Dalam usaha untuk lebih meningkatkan lagi informasi dan pengkondisian keagamaan Hindu di Desa-Desa adat di bali, para petugas penyuluh agama telah mulai merasakan bahwa di kalangan masyarakat umat beragama Hindu di Desa Adat masing-masing, telah mulai tumbuh dan berkembang wawasan keagamaan, dan mengetahui diri mereka adalah sebagai penganut agama hindu atau sanata dharma.
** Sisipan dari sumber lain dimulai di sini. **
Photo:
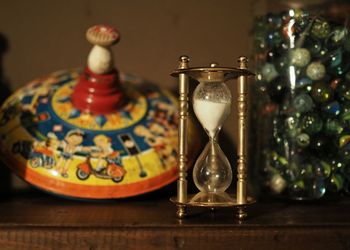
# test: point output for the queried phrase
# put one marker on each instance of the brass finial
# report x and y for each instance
(214, 65)
(243, 62)
(184, 60)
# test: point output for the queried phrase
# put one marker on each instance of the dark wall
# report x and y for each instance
(45, 36)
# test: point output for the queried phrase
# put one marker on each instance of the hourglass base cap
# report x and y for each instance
(203, 199)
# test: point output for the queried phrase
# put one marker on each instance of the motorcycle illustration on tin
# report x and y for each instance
(112, 170)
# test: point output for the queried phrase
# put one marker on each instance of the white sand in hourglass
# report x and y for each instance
(211, 114)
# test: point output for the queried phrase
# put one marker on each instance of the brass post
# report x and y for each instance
(183, 113)
(242, 116)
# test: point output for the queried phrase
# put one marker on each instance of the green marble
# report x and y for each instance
(311, 123)
(315, 71)
(333, 127)
(321, 92)
(268, 72)
(303, 140)
(320, 28)
(303, 102)
(299, 57)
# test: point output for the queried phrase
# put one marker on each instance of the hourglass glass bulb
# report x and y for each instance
(212, 171)
(212, 104)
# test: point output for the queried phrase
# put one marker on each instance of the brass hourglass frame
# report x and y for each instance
(184, 73)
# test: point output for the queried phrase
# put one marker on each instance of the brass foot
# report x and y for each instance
(241, 214)
(181, 211)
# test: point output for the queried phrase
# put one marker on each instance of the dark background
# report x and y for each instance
(39, 37)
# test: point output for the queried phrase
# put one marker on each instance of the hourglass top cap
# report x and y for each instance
(225, 73)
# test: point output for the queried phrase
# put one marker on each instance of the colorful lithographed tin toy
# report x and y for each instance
(95, 134)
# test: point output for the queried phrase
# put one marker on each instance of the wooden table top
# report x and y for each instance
(37, 220)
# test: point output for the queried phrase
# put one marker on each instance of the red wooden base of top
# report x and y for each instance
(97, 94)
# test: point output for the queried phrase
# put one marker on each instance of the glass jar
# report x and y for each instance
(301, 100)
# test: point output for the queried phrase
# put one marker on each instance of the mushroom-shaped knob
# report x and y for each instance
(100, 60)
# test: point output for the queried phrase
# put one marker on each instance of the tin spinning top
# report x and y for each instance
(96, 134)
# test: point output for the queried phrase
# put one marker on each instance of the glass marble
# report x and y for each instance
(321, 92)
(333, 108)
(316, 71)
(311, 123)
(306, 75)
(303, 140)
(336, 182)
(320, 28)
(299, 57)
(333, 127)
(277, 89)
(313, 45)
(343, 91)
(319, 143)
(268, 72)
(303, 102)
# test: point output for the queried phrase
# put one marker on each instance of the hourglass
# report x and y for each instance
(211, 102)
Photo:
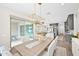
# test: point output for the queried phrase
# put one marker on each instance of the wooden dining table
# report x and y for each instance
(34, 51)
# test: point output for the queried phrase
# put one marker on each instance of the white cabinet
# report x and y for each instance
(75, 46)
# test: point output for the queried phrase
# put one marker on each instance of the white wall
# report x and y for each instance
(5, 25)
(76, 22)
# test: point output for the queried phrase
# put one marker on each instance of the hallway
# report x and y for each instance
(64, 46)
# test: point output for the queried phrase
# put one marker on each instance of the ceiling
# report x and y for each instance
(51, 12)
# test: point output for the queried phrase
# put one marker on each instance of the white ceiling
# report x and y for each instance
(52, 12)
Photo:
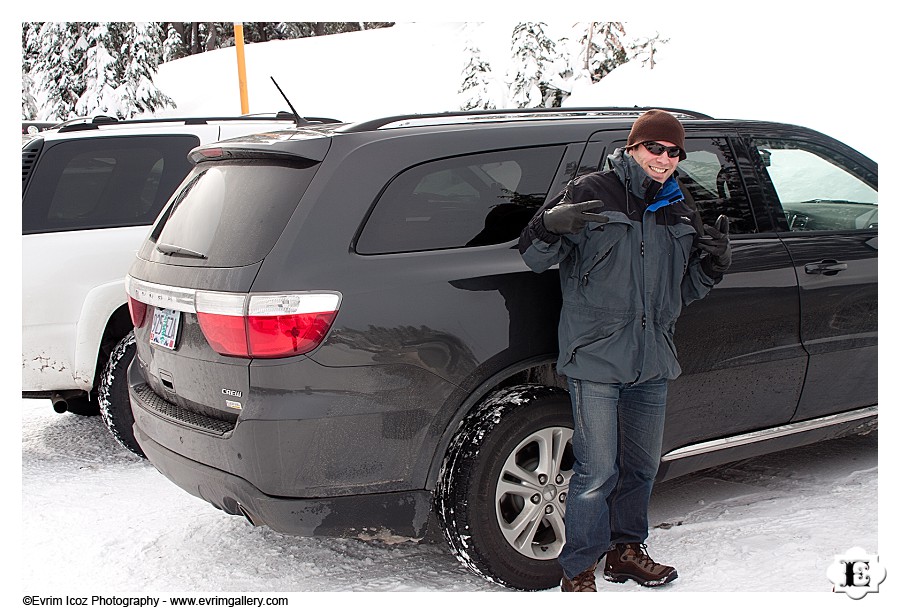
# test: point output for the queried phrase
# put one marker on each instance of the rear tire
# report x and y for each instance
(115, 406)
(502, 491)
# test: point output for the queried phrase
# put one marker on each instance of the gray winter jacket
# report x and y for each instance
(625, 282)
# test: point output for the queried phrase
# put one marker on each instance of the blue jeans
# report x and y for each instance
(617, 444)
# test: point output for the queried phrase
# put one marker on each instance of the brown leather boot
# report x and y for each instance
(631, 562)
(585, 582)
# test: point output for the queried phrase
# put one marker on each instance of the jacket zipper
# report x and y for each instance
(584, 278)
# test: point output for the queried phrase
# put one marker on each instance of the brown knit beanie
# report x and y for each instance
(656, 125)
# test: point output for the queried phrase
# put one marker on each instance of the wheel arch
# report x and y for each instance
(540, 371)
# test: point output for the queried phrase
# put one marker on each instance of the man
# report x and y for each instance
(630, 257)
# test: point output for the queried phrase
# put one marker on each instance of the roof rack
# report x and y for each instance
(94, 123)
(451, 117)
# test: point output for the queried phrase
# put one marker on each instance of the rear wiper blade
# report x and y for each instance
(836, 201)
(175, 250)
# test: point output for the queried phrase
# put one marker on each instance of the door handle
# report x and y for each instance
(825, 267)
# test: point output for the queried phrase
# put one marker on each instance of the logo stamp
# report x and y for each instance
(856, 573)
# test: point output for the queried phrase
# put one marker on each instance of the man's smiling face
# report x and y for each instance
(660, 167)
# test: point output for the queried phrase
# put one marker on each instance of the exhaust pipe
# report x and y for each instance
(60, 404)
(60, 400)
(246, 515)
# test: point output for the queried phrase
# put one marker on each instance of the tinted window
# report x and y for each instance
(104, 182)
(711, 183)
(480, 199)
(227, 215)
(817, 188)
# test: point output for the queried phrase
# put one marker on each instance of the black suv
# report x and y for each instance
(336, 334)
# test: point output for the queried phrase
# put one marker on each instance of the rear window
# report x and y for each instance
(229, 214)
(104, 182)
(467, 201)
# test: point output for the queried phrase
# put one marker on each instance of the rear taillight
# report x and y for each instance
(138, 311)
(265, 325)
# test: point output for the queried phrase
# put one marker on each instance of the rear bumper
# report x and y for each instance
(371, 515)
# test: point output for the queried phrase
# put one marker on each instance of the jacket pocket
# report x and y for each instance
(595, 332)
(602, 249)
(682, 236)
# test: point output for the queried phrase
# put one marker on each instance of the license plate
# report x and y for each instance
(164, 330)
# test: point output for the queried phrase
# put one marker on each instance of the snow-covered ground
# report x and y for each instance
(98, 520)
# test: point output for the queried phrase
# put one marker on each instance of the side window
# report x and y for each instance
(711, 183)
(480, 199)
(817, 188)
(104, 182)
(709, 177)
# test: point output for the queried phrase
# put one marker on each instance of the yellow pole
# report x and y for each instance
(242, 70)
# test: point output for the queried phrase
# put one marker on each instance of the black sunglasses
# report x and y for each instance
(656, 149)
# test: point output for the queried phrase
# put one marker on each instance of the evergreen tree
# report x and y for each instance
(60, 67)
(602, 48)
(531, 77)
(30, 54)
(645, 49)
(85, 68)
(475, 90)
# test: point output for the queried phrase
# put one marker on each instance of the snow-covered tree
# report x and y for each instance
(602, 48)
(30, 53)
(644, 49)
(477, 87)
(531, 74)
(86, 68)
(59, 67)
(141, 49)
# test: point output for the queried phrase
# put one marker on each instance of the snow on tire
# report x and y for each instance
(503, 486)
(115, 406)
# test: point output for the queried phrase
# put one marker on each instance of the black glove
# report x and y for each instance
(717, 245)
(571, 218)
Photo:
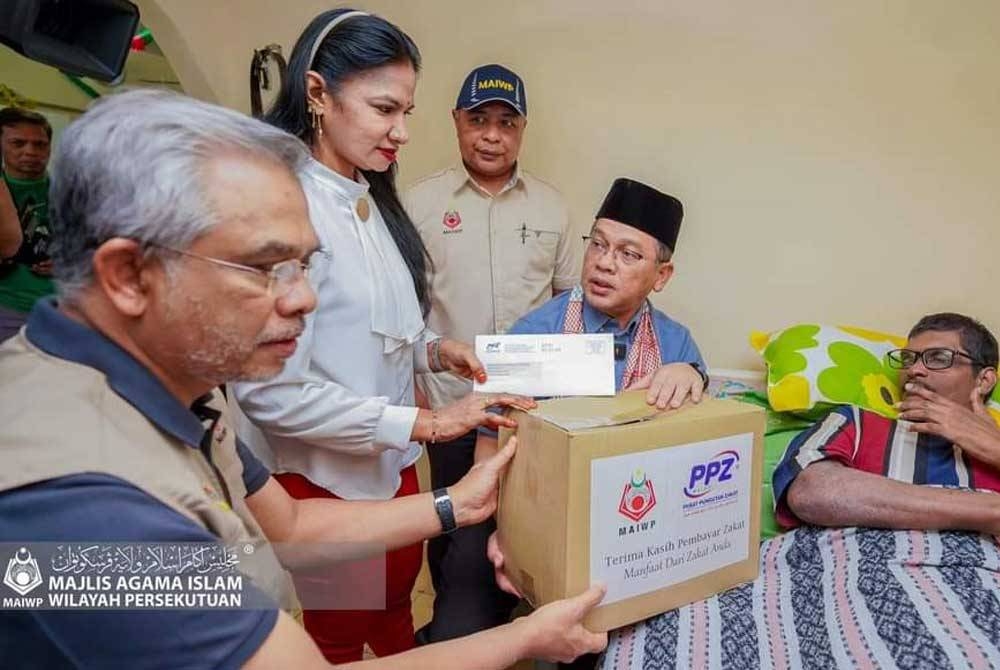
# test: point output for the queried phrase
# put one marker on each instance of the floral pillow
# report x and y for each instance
(812, 366)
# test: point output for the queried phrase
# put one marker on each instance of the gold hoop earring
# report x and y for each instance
(316, 120)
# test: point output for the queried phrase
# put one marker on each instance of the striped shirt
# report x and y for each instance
(872, 443)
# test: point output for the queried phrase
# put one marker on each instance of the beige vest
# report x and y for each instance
(61, 418)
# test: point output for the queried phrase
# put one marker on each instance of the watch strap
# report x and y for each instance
(445, 510)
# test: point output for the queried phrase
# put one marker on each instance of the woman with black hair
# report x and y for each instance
(340, 421)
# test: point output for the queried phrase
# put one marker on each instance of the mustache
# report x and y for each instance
(284, 334)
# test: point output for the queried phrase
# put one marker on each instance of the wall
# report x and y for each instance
(836, 160)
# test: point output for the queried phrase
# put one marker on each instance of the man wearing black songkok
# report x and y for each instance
(629, 255)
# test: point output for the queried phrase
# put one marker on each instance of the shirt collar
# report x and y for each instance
(58, 335)
(348, 188)
(595, 320)
(463, 178)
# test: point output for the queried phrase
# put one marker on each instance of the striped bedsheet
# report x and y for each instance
(837, 598)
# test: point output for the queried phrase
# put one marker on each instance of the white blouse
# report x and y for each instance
(342, 410)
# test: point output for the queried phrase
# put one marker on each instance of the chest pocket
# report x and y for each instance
(538, 246)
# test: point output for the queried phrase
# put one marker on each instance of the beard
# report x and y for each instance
(211, 344)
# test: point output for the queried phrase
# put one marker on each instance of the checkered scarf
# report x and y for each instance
(643, 355)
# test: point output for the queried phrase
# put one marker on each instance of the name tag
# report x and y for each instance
(547, 365)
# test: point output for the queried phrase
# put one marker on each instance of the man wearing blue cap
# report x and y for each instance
(499, 241)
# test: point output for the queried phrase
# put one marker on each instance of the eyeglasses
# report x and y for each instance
(281, 277)
(599, 247)
(936, 358)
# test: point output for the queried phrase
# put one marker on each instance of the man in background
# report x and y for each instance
(500, 246)
(25, 276)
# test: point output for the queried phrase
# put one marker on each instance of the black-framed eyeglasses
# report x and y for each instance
(935, 358)
(599, 246)
(281, 277)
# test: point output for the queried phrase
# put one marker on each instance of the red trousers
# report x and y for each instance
(342, 634)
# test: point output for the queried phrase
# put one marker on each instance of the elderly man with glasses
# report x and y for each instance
(628, 256)
(182, 242)
(857, 468)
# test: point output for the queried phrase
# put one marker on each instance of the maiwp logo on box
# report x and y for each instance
(716, 470)
(638, 497)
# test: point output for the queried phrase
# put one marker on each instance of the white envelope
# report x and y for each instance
(547, 365)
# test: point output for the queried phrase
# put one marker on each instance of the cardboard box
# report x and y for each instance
(663, 507)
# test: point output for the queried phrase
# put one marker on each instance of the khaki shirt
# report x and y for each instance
(496, 258)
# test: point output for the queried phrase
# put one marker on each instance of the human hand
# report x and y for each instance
(970, 427)
(474, 497)
(461, 416)
(460, 359)
(496, 557)
(556, 633)
(671, 385)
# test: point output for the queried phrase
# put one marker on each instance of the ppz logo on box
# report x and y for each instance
(704, 477)
(638, 497)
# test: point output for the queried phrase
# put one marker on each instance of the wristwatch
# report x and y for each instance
(446, 513)
(702, 374)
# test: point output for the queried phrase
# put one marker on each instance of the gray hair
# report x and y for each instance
(133, 166)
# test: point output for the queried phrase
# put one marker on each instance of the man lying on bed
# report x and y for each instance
(857, 468)
(881, 571)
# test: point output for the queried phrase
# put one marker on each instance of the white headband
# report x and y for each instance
(326, 31)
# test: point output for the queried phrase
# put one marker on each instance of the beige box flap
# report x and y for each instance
(575, 414)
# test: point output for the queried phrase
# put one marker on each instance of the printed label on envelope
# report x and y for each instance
(547, 365)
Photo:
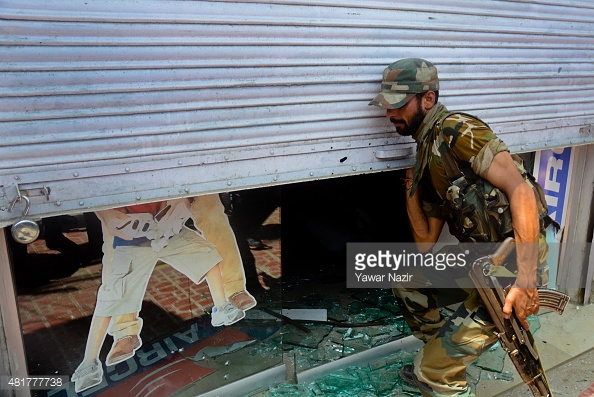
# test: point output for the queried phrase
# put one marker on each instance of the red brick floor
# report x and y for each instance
(72, 298)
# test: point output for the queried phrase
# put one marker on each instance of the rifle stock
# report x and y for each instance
(515, 340)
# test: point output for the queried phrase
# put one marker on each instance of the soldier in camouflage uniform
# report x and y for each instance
(409, 94)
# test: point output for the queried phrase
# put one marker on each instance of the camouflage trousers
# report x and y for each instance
(450, 345)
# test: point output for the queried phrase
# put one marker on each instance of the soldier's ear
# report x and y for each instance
(429, 100)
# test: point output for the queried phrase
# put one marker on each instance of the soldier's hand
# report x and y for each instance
(524, 301)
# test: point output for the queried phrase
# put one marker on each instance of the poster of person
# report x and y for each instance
(182, 250)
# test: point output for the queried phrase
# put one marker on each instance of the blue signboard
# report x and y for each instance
(553, 172)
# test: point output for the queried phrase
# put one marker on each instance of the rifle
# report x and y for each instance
(515, 340)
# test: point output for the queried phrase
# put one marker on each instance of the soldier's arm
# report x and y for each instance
(425, 230)
(523, 297)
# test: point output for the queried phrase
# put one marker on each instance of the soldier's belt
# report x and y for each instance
(514, 339)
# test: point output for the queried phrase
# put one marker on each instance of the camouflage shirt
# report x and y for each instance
(472, 144)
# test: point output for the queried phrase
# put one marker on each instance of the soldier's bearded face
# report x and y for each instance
(408, 118)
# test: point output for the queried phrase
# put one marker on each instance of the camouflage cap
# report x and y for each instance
(403, 79)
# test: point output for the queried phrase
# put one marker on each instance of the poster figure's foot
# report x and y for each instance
(87, 375)
(242, 300)
(408, 377)
(227, 314)
(122, 349)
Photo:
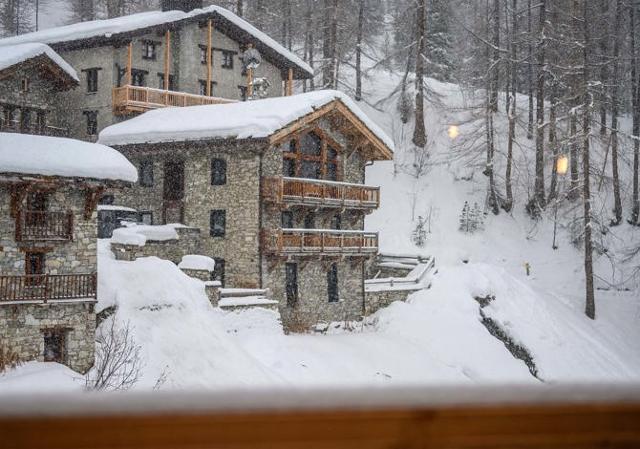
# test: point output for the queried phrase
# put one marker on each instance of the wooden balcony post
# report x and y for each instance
(167, 58)
(209, 58)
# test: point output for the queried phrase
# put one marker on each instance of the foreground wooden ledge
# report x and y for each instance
(443, 418)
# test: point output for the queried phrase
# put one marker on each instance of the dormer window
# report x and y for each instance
(149, 49)
(312, 156)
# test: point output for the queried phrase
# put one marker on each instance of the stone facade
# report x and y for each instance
(188, 242)
(23, 326)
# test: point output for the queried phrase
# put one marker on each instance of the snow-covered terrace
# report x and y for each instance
(142, 22)
(23, 154)
(243, 120)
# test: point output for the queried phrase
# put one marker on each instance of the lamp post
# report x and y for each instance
(562, 164)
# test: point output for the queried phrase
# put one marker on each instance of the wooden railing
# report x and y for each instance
(319, 242)
(47, 287)
(313, 192)
(35, 225)
(14, 126)
(442, 417)
(128, 99)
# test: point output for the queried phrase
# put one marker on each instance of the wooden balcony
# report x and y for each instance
(47, 287)
(319, 242)
(136, 99)
(14, 126)
(319, 193)
(44, 226)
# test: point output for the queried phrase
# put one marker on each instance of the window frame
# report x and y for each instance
(148, 164)
(214, 215)
(222, 180)
(294, 152)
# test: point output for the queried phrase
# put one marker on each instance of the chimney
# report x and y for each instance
(181, 5)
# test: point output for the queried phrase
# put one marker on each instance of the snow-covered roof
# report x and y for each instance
(55, 156)
(16, 54)
(243, 120)
(109, 28)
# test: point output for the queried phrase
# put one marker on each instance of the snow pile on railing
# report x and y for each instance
(139, 234)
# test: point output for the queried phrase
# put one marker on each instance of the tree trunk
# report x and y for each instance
(359, 51)
(529, 71)
(617, 208)
(419, 132)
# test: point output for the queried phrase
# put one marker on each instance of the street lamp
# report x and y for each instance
(562, 165)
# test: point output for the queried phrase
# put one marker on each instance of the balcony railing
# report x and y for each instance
(128, 99)
(15, 126)
(301, 242)
(47, 287)
(39, 226)
(320, 193)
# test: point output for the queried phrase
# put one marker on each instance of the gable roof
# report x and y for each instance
(17, 54)
(27, 154)
(109, 30)
(272, 118)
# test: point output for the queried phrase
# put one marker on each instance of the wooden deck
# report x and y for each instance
(44, 226)
(304, 242)
(285, 191)
(135, 99)
(47, 287)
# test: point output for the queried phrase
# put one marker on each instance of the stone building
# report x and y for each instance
(182, 57)
(276, 187)
(49, 188)
(32, 79)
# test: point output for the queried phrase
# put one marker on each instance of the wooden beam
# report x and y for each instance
(209, 58)
(290, 83)
(129, 62)
(167, 58)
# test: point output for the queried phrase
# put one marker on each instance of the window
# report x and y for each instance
(291, 283)
(310, 221)
(149, 49)
(203, 87)
(161, 81)
(332, 283)
(54, 345)
(287, 219)
(92, 122)
(336, 222)
(218, 172)
(138, 77)
(227, 59)
(146, 217)
(219, 270)
(243, 92)
(92, 80)
(145, 173)
(217, 223)
(311, 156)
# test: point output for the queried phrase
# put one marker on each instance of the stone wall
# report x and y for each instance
(188, 242)
(313, 305)
(22, 328)
(78, 256)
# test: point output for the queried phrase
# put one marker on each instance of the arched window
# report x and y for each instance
(312, 156)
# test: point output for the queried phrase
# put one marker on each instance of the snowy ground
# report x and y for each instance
(436, 337)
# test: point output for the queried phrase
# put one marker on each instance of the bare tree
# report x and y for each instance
(118, 361)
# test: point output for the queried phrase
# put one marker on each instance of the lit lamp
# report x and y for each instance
(562, 166)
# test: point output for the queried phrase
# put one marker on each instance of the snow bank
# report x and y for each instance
(139, 234)
(55, 156)
(197, 262)
(18, 53)
(111, 27)
(242, 120)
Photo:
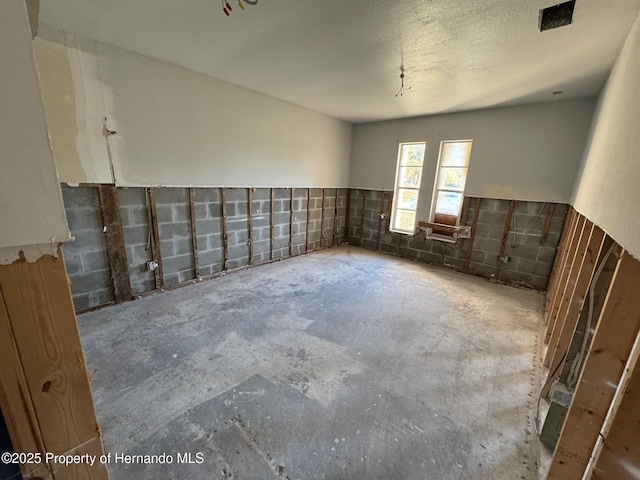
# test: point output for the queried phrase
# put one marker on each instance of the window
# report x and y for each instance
(407, 187)
(448, 192)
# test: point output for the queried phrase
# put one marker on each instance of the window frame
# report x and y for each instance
(452, 238)
(396, 189)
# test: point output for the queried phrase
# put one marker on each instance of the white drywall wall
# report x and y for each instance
(32, 216)
(528, 152)
(176, 127)
(607, 189)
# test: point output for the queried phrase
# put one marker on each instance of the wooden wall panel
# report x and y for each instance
(38, 307)
(585, 264)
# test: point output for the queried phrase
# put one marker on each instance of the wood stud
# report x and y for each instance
(563, 277)
(586, 269)
(364, 202)
(335, 219)
(225, 237)
(615, 333)
(39, 336)
(306, 236)
(547, 223)
(114, 238)
(194, 235)
(271, 225)
(347, 215)
(155, 239)
(322, 220)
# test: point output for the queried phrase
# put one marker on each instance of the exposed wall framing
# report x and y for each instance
(600, 429)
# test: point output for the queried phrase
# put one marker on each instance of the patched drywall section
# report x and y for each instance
(607, 187)
(174, 127)
(31, 205)
(528, 152)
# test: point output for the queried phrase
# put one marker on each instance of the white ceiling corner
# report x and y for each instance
(343, 58)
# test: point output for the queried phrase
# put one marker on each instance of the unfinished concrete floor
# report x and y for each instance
(342, 364)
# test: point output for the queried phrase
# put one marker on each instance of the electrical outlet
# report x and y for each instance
(152, 265)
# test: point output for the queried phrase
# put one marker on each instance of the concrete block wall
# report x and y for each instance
(530, 261)
(135, 226)
(86, 257)
(88, 261)
(208, 211)
(174, 228)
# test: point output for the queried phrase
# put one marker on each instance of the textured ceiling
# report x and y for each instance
(343, 58)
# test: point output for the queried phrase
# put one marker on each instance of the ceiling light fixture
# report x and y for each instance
(402, 83)
(226, 8)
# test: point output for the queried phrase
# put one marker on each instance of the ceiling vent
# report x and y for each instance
(557, 16)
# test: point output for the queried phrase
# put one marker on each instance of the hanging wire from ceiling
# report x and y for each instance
(226, 8)
(402, 87)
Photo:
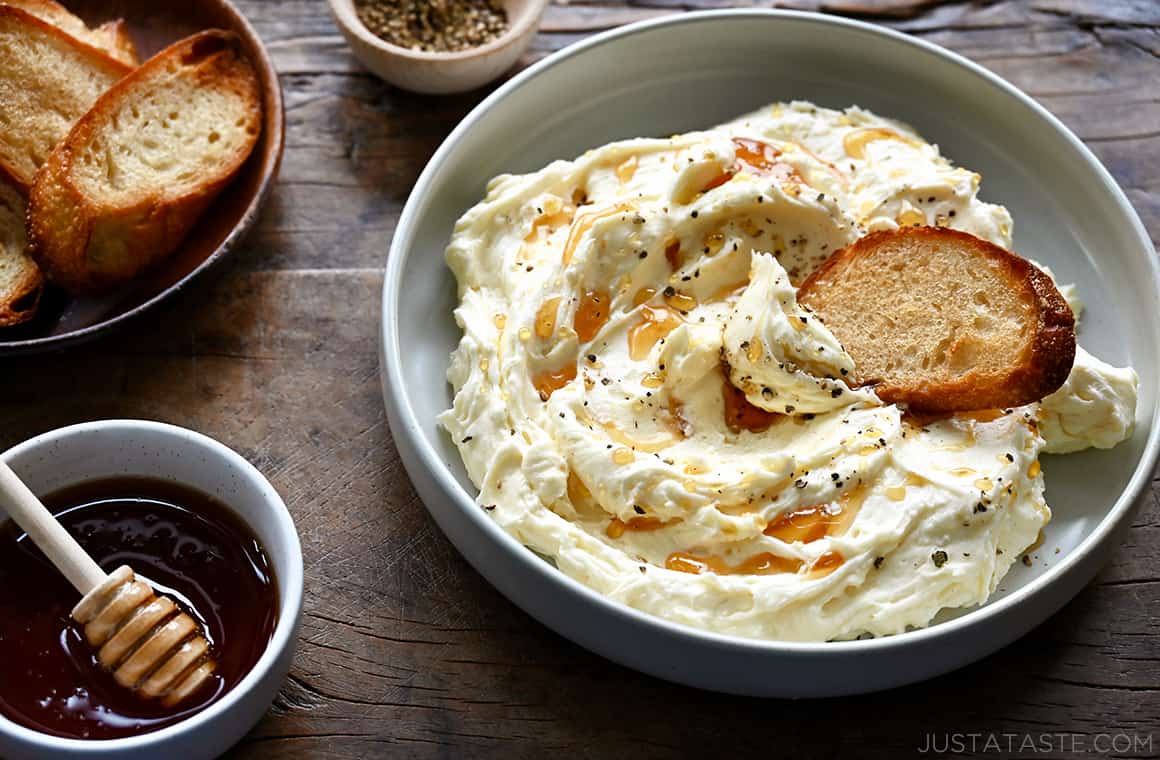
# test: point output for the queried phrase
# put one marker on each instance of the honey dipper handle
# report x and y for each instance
(62, 549)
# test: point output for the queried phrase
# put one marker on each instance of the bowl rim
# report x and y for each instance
(394, 382)
(347, 16)
(290, 591)
(270, 164)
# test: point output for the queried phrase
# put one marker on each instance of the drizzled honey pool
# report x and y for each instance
(640, 398)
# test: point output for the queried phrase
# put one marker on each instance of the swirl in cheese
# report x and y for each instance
(640, 398)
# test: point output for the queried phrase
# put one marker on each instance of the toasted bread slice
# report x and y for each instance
(135, 173)
(20, 277)
(48, 80)
(113, 36)
(944, 321)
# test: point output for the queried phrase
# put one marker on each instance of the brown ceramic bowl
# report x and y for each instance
(64, 320)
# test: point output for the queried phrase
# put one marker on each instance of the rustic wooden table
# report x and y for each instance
(404, 649)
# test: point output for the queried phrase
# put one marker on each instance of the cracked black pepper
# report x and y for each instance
(434, 26)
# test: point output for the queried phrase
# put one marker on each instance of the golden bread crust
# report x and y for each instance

Dalam penunaian ibadah agam , mereka tidak lagi hanya terpaku oleh tradisi-tradisi dan dresta-dresta setempat saja, tetapi telah mulai pula mengetahui konsep ajaran trigama, (igama, agama dan ugama). Mereka mulai mengetahui eksistensi, kedudukan dan peranan para fungsionaris,dalam pranata sosial mereka, yang disebut Desa Adat itu. selaras dengan perkembangan ini, masyarakat umat hindu pun tidak mau lagi menerima sistem dan metode penyuluhan agama, seperti pada mulanya. Mereka mulai kritis menanyakan aspek-aspek kehidupan beragama, saat melakukan ibadah agama.Mereka tidak mau lagi menunaikan ibadah agama hanya nyait-metanding dan maebat saja. Mereka mulai bertanya apa yang mereka lakukan itu, apa sasaran, tujuan atau goaisnya.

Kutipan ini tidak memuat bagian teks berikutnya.